A traditional tabouleh in many countries has more parsley than bulgur. I was never served tabouleh in Turkey with any sort of goat or sheep’s milk cheese. The formula for this salad is a simple but time-honored tradition. In Lebanon, value is put on a prospective wife for her ability to finely chop parsley. I wonder what wave of feminism they’re on over there? Hard to say, as I’m not Lebanese and I’ve never been there. But it’s on my top 3 list of countries I’d love to visit based on cuisine alone.

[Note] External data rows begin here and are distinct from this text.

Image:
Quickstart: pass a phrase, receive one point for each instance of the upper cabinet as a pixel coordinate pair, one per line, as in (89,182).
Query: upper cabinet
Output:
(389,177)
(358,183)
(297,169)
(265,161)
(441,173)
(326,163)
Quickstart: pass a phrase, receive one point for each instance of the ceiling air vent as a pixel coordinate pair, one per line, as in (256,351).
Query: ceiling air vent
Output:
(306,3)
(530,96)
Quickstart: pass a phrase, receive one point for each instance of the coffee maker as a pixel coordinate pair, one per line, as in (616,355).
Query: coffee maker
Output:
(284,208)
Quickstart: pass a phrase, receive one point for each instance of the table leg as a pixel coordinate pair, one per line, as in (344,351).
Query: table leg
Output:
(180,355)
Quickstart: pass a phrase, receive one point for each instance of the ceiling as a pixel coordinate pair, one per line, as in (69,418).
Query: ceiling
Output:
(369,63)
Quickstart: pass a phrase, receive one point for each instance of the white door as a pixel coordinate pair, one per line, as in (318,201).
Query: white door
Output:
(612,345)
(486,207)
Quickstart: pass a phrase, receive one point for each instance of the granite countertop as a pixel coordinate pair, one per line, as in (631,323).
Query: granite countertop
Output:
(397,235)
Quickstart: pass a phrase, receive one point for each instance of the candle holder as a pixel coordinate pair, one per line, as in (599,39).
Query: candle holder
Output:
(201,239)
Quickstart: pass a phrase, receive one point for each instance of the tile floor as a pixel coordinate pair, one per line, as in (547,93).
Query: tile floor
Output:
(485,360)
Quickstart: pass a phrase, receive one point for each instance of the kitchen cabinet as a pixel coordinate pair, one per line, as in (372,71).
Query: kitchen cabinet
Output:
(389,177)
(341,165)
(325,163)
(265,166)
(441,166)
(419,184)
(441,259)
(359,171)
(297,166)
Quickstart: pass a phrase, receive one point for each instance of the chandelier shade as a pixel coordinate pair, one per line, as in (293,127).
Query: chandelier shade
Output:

Take the time to find or order a decent sumac or aleppo pepper to bring a little spice to the dish. Use the best olive oil you can find, if you’re holding out a can of the good Greek stuff, bust it out. Tabouleh, like hummus, ain’t nothing to mess with. This is my mid-winter version, where I couldn’t find a decent cucumber or tomato, or bushel of mint to save my life. If you have them available: use mint, cucumber, and tomato they’re all delicious integral parts of this salad. This version is a suitable substitute for any Alaskan in need of fresh produce, whole grain, and a healthy kick in the colon.


– 2 cups of bulgur
– 2 cups of warm or hot water
– 1 freshly squeezed lemon
– 1/2 to 1 cup of feta cheese, finely crumbled
– 1 head of parsley, finely chopped
– 2 tbsp of olive oil
– salt & pepper to taste
– 1 red pepper, finely chopped
– 1 yellow pepper, finely chopped

– Add warm/hot water to bulgur and let rest, stirring occasionally until wheat is tender and the water is integrated.
– Squeeze lemon over a strainer into bulgur mixture, add rest of ingredients, and gently mix well.
– Cover salad and refrigerate for an hour or two before eating. It’s even better on the second day!
– Serving with a dash of sumac or aleppo pepper and a drizzle of olive oil.